You don't want cops looking in your bedroom window.
You hang a curtain over it.
The wind blows the curtain aside.
You are seen with your current fetish through the window by a passing cop.
Acting under the authority of the "plain view" doctrine ... they bust you.
Does simply hanging the curtain afford you protection, even if it is occasionally rendered ineffective by outside forces? Nope. At that moment, when the wind blew and the cop was looking your way, there was no curtain.
IF the wind had *not* blown the curtain aside, the cop could *not* have moved it aside themselves without violating search warrant requirements. However since the curtain *was* moved by the wind, it is as if it were not there at all, and the cop is relieved of his obligation to the warrant rules.
IF the robots.txt *had* been acted on by IA in the manner in which HA intended, and blocked the infringing content from view so that the law firm needed to take *extra* measures to capture the evidence they needed, then a "lock" would have been in place, and they might have violated the DCMA to get at the content.
But a gust of wind blew ... and HA's dalliance with the devil was exposed.
James, read the article again
Your metaphor makes no sense. The people looking at the website had no idea that there was supposed to be a level of protection between them and what they were looking at. If there's no barrier there, and you don't know there's supposed to be a barrier there, how is it your fault if you see whatever barrier's supposed to be protecting?
It's tricky ...
As others have posted, robots.txt is not actually an access control system.
But the fact that it is not designed to keep web browsers but robots out is actually not relevant here - I guess the argument was that WayBack had the past versions from /their/ robot, which shouldn't have accessed that content, had it decided to follow the robot exclusion standard as it normally does.
The fact is that nobody violated a protection measure, and the 'rule' that the web bot violated was an informal recommendation rather than a real rule, and those accused of accessing the information that shouldn't have been there certainly did nothing wrong in any sense as far as I can see.
[ Your metaphor makes no sense. The people looking at the website had no idea that there was supposed to be a level of protection between them and what they were looking at. If there's no barrier there, and you don't know there's supposed to be a barrier there, how is it your fault if you see whatever barrier's supposed to be protecting? ]
robots.txt = curtain
The law firm looking for evidence = cop passerby, ignorant of curtain's existence
HA = flagrant diddler caught when the flimsy curtain (robots.txt) they thought would protect them form prying eyes ... didn't
What doesn't make sense? I agree with the court.
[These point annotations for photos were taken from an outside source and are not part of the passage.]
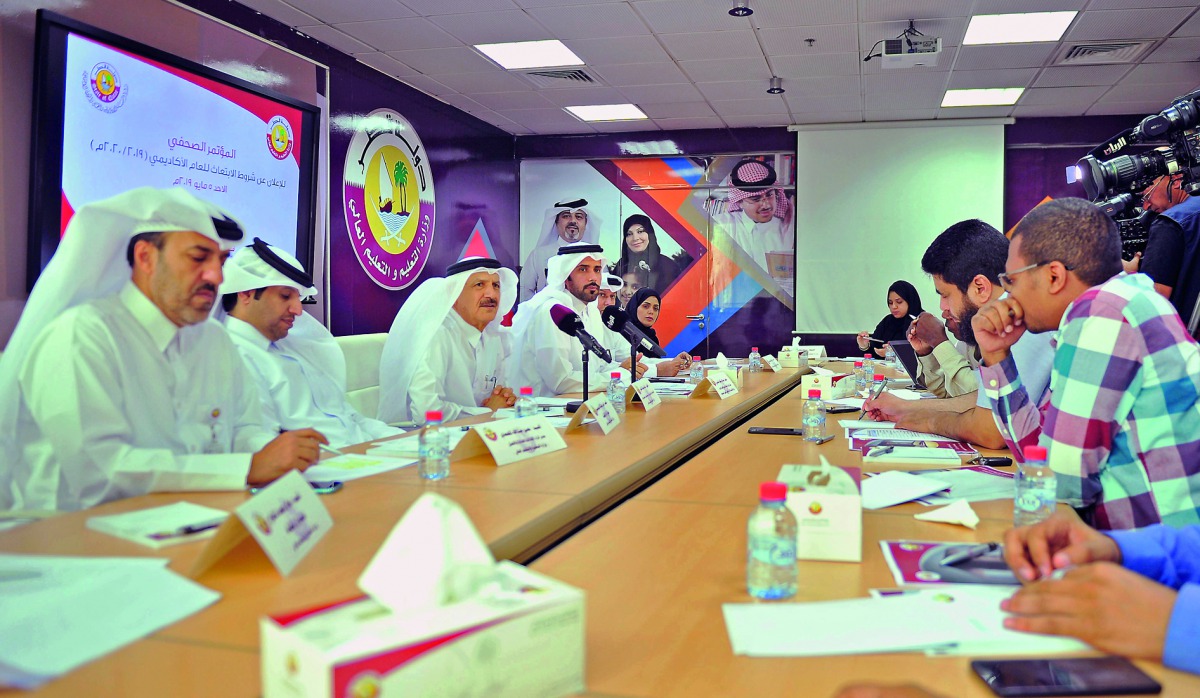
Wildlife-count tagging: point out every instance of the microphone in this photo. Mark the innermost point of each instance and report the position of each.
(617, 320)
(569, 322)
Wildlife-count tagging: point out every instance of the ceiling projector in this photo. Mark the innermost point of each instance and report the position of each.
(910, 52)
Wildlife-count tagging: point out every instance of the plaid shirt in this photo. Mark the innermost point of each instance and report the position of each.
(1122, 419)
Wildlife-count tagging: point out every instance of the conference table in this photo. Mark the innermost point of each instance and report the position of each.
(649, 521)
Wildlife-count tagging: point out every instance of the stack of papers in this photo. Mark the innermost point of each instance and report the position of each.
(60, 613)
(162, 525)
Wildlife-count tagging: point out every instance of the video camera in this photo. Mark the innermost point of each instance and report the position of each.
(1113, 181)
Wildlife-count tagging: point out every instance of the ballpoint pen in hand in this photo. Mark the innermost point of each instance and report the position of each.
(969, 554)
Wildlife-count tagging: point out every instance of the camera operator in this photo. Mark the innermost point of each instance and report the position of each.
(1173, 248)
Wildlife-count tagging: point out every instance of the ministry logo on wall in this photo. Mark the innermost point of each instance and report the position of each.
(388, 199)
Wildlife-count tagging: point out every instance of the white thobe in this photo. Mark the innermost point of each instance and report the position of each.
(117, 401)
(459, 372)
(552, 361)
(298, 395)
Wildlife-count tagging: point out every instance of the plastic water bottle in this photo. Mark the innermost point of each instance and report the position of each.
(755, 360)
(616, 392)
(433, 449)
(771, 545)
(813, 416)
(1037, 488)
(526, 405)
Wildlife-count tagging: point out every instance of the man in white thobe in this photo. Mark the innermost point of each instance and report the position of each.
(447, 349)
(297, 365)
(113, 384)
(564, 223)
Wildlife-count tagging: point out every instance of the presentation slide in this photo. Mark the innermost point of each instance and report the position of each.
(131, 121)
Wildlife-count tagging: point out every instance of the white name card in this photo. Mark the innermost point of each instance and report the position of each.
(510, 440)
(286, 518)
(717, 380)
(599, 407)
(643, 390)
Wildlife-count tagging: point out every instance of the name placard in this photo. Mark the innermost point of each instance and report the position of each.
(715, 380)
(286, 518)
(510, 440)
(599, 407)
(642, 390)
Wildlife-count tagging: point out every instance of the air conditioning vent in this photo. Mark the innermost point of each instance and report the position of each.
(1096, 53)
(559, 77)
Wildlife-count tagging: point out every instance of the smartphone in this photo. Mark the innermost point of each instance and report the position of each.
(1066, 677)
(783, 431)
(994, 461)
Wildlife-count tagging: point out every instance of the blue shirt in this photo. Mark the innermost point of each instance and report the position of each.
(1170, 557)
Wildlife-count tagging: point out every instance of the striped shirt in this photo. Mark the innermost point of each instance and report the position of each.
(1122, 419)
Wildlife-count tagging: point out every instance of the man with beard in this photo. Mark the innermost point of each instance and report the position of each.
(114, 385)
(447, 349)
(965, 263)
(565, 223)
(298, 366)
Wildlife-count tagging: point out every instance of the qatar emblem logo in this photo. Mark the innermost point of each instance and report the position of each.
(279, 137)
(388, 199)
(103, 88)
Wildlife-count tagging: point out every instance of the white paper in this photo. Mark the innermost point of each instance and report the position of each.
(897, 487)
(353, 467)
(78, 609)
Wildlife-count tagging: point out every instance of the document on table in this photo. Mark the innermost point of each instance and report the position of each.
(59, 613)
(951, 619)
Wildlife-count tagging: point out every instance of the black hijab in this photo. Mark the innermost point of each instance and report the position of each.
(635, 302)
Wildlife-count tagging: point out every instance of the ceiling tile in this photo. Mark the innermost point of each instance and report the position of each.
(1017, 55)
(1072, 76)
(502, 101)
(352, 10)
(617, 50)
(400, 34)
(432, 61)
(816, 66)
(1109, 24)
(385, 64)
(678, 110)
(339, 40)
(711, 71)
(683, 16)
(591, 20)
(660, 94)
(492, 26)
(997, 78)
(701, 46)
(641, 74)
(828, 38)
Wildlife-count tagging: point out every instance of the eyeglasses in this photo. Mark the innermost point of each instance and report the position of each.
(1006, 277)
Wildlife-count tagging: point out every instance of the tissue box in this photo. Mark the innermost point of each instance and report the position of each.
(522, 638)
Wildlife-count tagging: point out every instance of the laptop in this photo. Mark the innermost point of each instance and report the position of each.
(909, 357)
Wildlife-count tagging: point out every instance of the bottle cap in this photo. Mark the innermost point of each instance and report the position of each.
(1035, 452)
(772, 492)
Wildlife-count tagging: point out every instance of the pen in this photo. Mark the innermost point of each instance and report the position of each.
(969, 554)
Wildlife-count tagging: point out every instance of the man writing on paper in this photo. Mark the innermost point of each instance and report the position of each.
(298, 367)
(113, 384)
(543, 355)
(447, 349)
(965, 263)
(1122, 419)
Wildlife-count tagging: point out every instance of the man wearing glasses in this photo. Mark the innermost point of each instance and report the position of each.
(1122, 417)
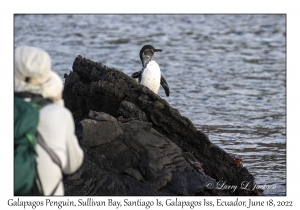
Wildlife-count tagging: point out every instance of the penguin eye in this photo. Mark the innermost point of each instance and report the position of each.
(148, 52)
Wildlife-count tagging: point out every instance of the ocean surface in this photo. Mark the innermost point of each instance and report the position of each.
(226, 73)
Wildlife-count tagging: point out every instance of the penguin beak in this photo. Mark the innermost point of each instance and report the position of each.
(157, 50)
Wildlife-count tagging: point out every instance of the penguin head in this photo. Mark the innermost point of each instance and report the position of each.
(148, 51)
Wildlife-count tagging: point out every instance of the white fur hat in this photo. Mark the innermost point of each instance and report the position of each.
(33, 73)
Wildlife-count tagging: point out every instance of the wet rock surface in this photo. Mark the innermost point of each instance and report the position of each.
(135, 143)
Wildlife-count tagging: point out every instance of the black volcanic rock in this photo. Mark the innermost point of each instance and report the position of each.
(135, 143)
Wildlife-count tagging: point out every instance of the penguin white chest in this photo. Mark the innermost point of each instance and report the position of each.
(151, 76)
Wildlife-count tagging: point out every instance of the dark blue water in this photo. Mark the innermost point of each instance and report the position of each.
(227, 73)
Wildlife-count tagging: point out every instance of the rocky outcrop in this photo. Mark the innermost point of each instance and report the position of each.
(135, 143)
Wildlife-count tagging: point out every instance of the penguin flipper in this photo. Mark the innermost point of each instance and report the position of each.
(164, 84)
(137, 75)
robots.txt is a voluntary pseudo-standard used by website owners who wish to communicate their suggestions/preferences for automated crawling of their server-available content.
IA had some kind of technical issue that voided the robots.txt suggestions/preferences. IA did not break any laws because adherence to the suggestions contained in robots.txt is not codified into any law.
The law firm did NOT know the HA content they viewed was *supposed* to be protected, and they did nothing extraordinary to gain access to that content.
Ergo, they did not violate the DCMA by viewing it in the Wayback Machine.
It doesn't matter that HA *thought* robots.txt would protect them. Adherence to its suggestions/preferences is strictly voluntary and clearly cannot be counted on in a pinch. HA was foolish to rely on its voluntarily-applied protections.
Plenty of "less than scrupulous sites"
There are plenty of sites out there where you can get the information. robots.txt is kind of like putting a sign in my front yard that says "don't look in my front yard", but without putting up a view block, there's nothing to say for it.